3) Many of the approaches by global agencies touted as medical agencies primarily center on emergency response protocols. This modality prepares them for quick, short responses to emergency problems, while neglecting long-term intervention. The article argues this approach is preferred because of the galvanizing, global responses emergencies have-- they garner attention and resources quickly, while long-term problems do not. Additionally, short-term presence is far easier to prepare for than implementing long-term solutions to medical scenarios. 

pece_annotation_1474227899

Sara.Till

1) "Approaches based on preparedness may not be guided by rigorous cost-benefit analysis. Rather, they are aimed at developing the capability to respond to various types of potentially catastrophic biological events"

2) "This analytical approach, when turned to the field of biosecurity, makes neither broad prescriptions for the improvement of health and security, nor blanket denunciations of new biosecurity interventions. Rather, it examines how policymakers, scientists, and security planners have constituted potential future events as biosecurity threats, and have responded by criticizing, redeploying, or reworking existing apparatuses"

3) "But increased attention and funding to health preparedness by no means implies consensus around a single approach. The existing institutions of public health are not easily reconciled with the new demands and norms of health preparedness and there is considerable disagreement about the appropriate way to achieve preparedness."

pece_annotation_1474233273

Sara.Till

1) DOTs: I chose to look into the TB-control program cited by Paul Farmer and several other global health experts. While this is a minute detail, it seems to be a program which encompasses everything wrong with our current model of biosecurity.

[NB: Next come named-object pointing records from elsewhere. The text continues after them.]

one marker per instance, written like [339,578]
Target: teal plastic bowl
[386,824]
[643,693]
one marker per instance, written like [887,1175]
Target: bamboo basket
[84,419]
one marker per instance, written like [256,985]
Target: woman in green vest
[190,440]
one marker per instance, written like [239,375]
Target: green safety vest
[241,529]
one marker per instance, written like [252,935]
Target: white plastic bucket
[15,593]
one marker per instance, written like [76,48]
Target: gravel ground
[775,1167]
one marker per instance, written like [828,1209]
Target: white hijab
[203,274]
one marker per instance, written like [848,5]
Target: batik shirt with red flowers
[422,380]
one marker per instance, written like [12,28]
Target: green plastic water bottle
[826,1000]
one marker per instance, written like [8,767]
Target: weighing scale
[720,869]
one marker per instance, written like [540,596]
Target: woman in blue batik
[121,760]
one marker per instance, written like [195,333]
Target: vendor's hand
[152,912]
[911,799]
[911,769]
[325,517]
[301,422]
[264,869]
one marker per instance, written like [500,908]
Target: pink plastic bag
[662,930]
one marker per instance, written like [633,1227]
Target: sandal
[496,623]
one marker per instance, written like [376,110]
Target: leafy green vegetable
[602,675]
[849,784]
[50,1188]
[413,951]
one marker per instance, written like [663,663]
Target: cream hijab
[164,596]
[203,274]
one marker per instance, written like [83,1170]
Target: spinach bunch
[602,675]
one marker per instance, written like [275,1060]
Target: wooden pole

2) Doctors without Borders: Despite reading about this organization multiple times, I've yet to do in-depth research on its goals and capabilities. Recent information seems to indicate DWB (or MSF) struggles to be effective in a long-term way in many of its projects.

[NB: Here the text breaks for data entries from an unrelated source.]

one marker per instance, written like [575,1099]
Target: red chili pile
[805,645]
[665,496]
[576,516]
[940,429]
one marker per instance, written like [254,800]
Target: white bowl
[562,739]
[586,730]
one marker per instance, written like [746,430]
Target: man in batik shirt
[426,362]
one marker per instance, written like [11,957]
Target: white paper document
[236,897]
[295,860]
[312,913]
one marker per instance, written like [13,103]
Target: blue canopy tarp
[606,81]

3) BSE and food safety: It's been quite a while since mad cow disease has reared its misfolded protein head, but it remains a speck on the public health radar. How agencies balance BSE outbreaks and public opinion can often indicate their level of success, both in terms of job fulfillment and ability to minimize public panic. 

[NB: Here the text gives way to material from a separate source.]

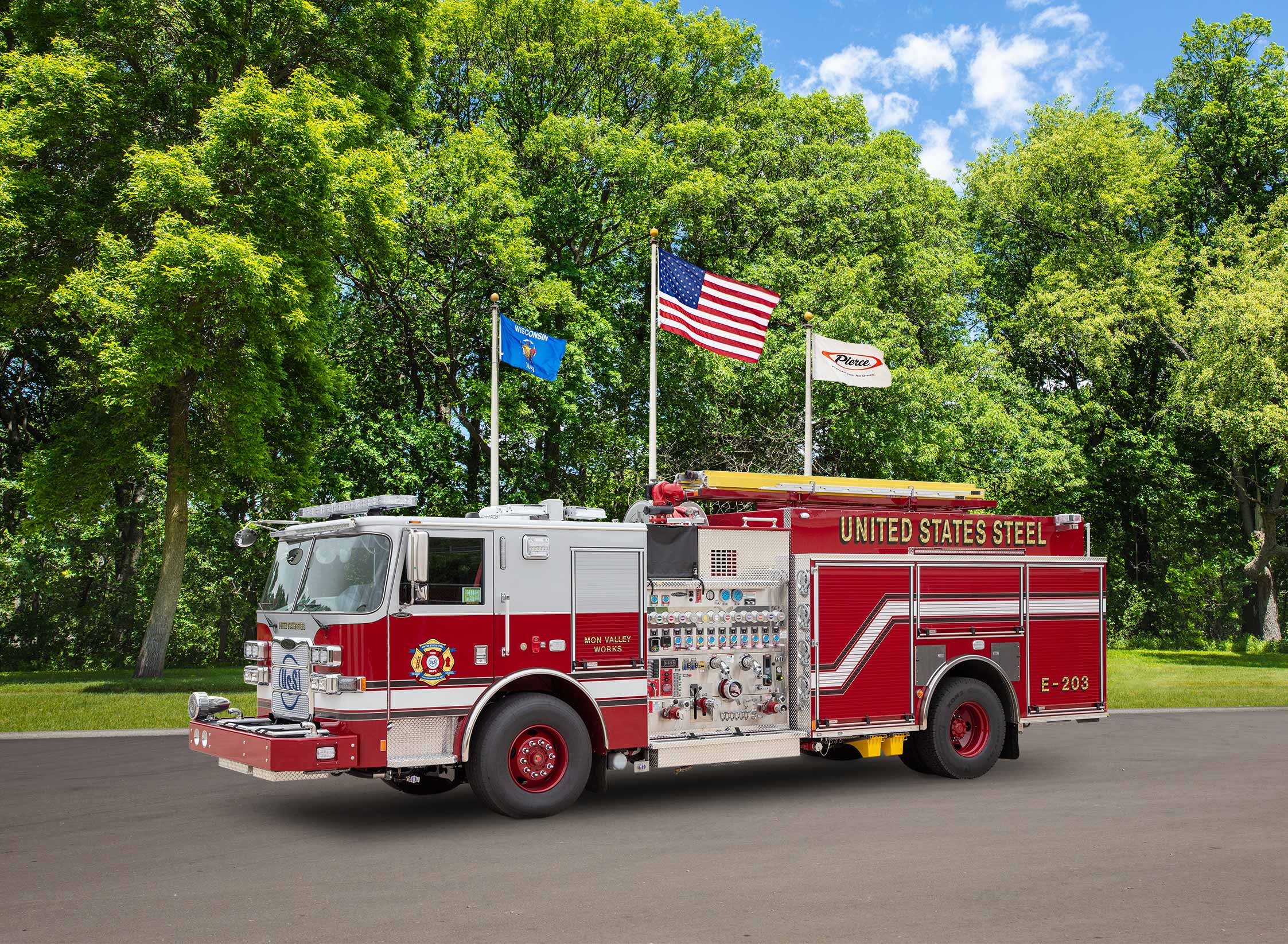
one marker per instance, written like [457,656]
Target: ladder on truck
[771,490]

pece_annotation_1474226267

Sara.Till

The article primarily argues that, although there are interventions and steps in place, "biosecurity" is not currently a viable or stable entity. The four main areas stated in this article (emerging infectious disease, bioterrorism, cutting-edge life sciences, and food safety) are not formerly understood or controlled enough to make a feasible and honest plan that ensures safety. While steps can be taken and measures used, the dynamic nature of these fields and the human condition prevents us from establishing a truly flawless safety net at this time. One only has to look at the re-emergence of previously extinct diseases such as measles, the prevalence of pertussis, or the assertion of chemotherapy's deadliness  to see we do not have a full handle on any of these fields.

pece_annotation_1474222856

Sara.Till

The authors are Stephen Collier, PhD and Andrew Lakoff, PhD. Both hold associate professor positions-- the former at New University in NYC and the latter at USC Dornsife. Lakoff's research and publications seem to focus primarily on public health, global medicine, and medical anthropology. Collier, conversely, seems to primarily work on projects pertaining to government structure and its effects on human life. These include publications on economics, environment, historical, and biopolitics. 

pece_annotation_1474231692

Sara.Till

This article seems to focus more on the overarching theme of global medicine. This does include aspects of emergency response (such as discussing how various agencies respond to emergencies or how they formulate protocols) as biosecurity seeks to minimize or eradicate health emergencies. However, as the article contends, biosecurity is not a functional ideal at this time; it primarily contends that our current models of biosecurity are undermined by several factors, leaving them as simply emergency responses.